PARIS, 7 juillet 2020 (AFP) – Des débrayages ont eu lieu mardi dans la matinée et d’autres étaient prévus en fin de journée sur plusieurs sites de FedEx, à l’appel d’une intersyndicale réclamant un geste de « reconnaissance » envers les salariés mobilisés pendant le confinement, a annoncé mardi la CFDT FedEx.

« Des débrayages ont commencé ce matin sur certains sites » et doivent s’amplifier « à partir de 17H00 », notamment en région parisienne, à Bordeaux, Lyon, Strasbourg ou encore Marseille, a affirmé à l’AFP Yahya Sabri, délégué central de la CFDT, premier syndicat du groupe de logistique en France.

« A aucun moment, la direction n’a tenu compte des efforts et de l’engagement de l’ensemble des salariés durant la période du confinement », dénoncent les syndicats CFDT, CFE-CGC, FO, CAT et SNSG dans un communiqué appelant à cette mobilisation.

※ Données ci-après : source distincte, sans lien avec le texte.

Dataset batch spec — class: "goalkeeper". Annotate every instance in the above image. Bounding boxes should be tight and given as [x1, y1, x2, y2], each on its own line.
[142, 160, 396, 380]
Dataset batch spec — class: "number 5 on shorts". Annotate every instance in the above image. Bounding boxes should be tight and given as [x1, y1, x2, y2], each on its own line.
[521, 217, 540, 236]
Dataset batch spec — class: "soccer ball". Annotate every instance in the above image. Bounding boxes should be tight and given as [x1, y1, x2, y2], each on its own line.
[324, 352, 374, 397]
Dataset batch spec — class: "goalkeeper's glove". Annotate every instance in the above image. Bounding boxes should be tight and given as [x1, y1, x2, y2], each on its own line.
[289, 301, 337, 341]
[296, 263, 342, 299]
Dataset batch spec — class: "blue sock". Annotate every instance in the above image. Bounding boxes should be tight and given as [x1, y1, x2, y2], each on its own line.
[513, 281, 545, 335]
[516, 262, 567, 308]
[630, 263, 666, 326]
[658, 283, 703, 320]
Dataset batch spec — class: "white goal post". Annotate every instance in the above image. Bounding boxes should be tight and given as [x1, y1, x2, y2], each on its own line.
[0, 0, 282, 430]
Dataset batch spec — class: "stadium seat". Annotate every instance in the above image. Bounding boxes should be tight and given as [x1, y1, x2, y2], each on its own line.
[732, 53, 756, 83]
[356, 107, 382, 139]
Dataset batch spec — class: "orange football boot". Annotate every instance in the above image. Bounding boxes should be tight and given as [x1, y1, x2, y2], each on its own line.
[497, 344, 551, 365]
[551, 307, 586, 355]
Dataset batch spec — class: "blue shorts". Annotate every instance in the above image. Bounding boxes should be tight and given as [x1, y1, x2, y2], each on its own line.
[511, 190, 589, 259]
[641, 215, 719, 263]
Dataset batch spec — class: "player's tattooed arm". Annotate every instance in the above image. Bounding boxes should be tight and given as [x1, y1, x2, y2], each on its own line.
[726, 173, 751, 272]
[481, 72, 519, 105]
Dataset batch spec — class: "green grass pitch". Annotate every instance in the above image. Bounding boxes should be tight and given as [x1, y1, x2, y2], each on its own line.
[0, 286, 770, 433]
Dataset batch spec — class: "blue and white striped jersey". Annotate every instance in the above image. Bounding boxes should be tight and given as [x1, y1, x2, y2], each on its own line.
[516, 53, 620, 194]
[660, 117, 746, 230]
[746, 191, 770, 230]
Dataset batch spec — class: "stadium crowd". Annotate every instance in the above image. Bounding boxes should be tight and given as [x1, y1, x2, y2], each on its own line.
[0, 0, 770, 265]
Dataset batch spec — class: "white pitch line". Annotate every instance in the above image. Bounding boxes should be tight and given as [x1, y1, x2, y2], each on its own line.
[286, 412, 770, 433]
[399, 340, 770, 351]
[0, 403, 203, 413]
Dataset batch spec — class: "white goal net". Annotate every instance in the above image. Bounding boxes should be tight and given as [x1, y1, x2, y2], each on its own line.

« FedEx n’accorde ni prime Covid, ni hausse des salaires, contrairement à ce qui se fait chez les autres transporteurs », selon M. Sabri.

« L’action de Fedex a bondi pendant le confinement, et on n’a jamais arrêté de travailler pour livrer des aliments, des produits médicaux », souligne le syndicaliste en déplorant « l’absence de reconnaissance » envers les quelque 6.000 salariés répartis sur environ 150 sites dans l’Hexagone.

La mobilisation de mardi « est un mouvement reconductible en attendant que Fedex revienne à la table des négociations pour discuter des NAO » (négociations annuelles obligatoires, NDLR), a précisé Yahya Sabri.

En mai, des débrayages avaient déjà eu lieu chez Fedex pour dénoncer le « mépris » de la direction et son refus de verser une « prime Covid ».

Sollicitée par l’AFP, la direction n’était pas disponible dans l’immédiat pour une réaction.